According to the Independent of October 18, “Lord Goldsmith revealed that he felt it necessary to move the case to the civilian jurisdiction and said Sgt. Roberts’ case was one example of why top commanders might not be trusted to handle murder investigations.”
In addition, the October 16 Independent on Sunday revealed that eight British soldiers killed in ambushes in Iraq were the victims of bombs “developed by the IRA using technology passed on by the security services in a botched ‘sting’ operation more than a decade ago.”
Citing anonymous military personnel, the newspaper continued, “the bombs and the firing devices used to kill the soldiers, as well as two private security guards, were initially created by the UK security services as part of a counter-terrorism strategy at the height of the troubles in the early 1990s.
“According to investigators examining past collusion between the security forces and paramilitaries in Northern Ireland, members of the shadowy army undercover outfit, the Force Research Unit, and officers from MI5 learned in the early 1990s that a senior IRA member in south Armagh was working to develop bombs triggered by light beams. They decided the risks would be diminished if they knew what technology was being used.
“‘The thinking of the security forces was that if they were intimate with the technology, then they could develop counter-measures, thereby staying one step ahead of the IRA,’ a senior source close to the inquiry explained. ‘It may seem absurd that the security services were supplying technology to the IRA, but the strategy was sound.
“‘Unfortunately, no one could see back then that this technology would be used to kill British soldiers thousands of miles away in a different war.’”
For the Independent, revelations of an IRA pedigree for the bombs was significant because it contradicted the Blair government’s claims that Iran had been working with insurgents in Basra to make the devices.
But they raise another important question as to how such bombs have turned up in Iraq. The Independent suggests the route was directly between the IRA and Palestinian and/or other Middle Eastern groups. However, this is not the only possible explanation, given the involvement of British security forces in dirty tricks operations in Ireland and their alleged role in developing the bomb in question.
Yet another incident has yet to be explained. On October 4 it was reported that a British civilian and nine Iraqis had been arrested by Iraq’s border security force. An Iraqi police official in Najaf told CNN that the “ten suspected terrorists” had been arrested near the Saudi border the day before.
The group were reportedly travelling in three GMC Suburbans containing machine guns and GPS satellite technology when they were stopped. The Briton, Colin Peter Wanley, had claimed to be a contractor, but was briefly detained after his identification failed to support this.

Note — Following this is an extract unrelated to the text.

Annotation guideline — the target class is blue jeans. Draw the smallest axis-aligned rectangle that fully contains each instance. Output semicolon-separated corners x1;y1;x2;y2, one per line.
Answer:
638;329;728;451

Wanley was said to be working on bomb disposal at a water treatment plant in southern Iraq for his UK-based firm, Ammtech International Consultants Ltd. Subsequent reports indicate that Wanley had served in the British Army for 12 years in Northern Ireland before leaving to set up his company, and had previously been involved in “humanitarian” work in Bosnia.
Why an engineer should be in possession of an invalid visa, let alone Kalashnikov rifles and satellite navigation equipment, has never been revealed. Nor has the nature of Wanley’s relations with the nine Iraqis detained with him.
Instead, media coverage of the incident quickly fell silent.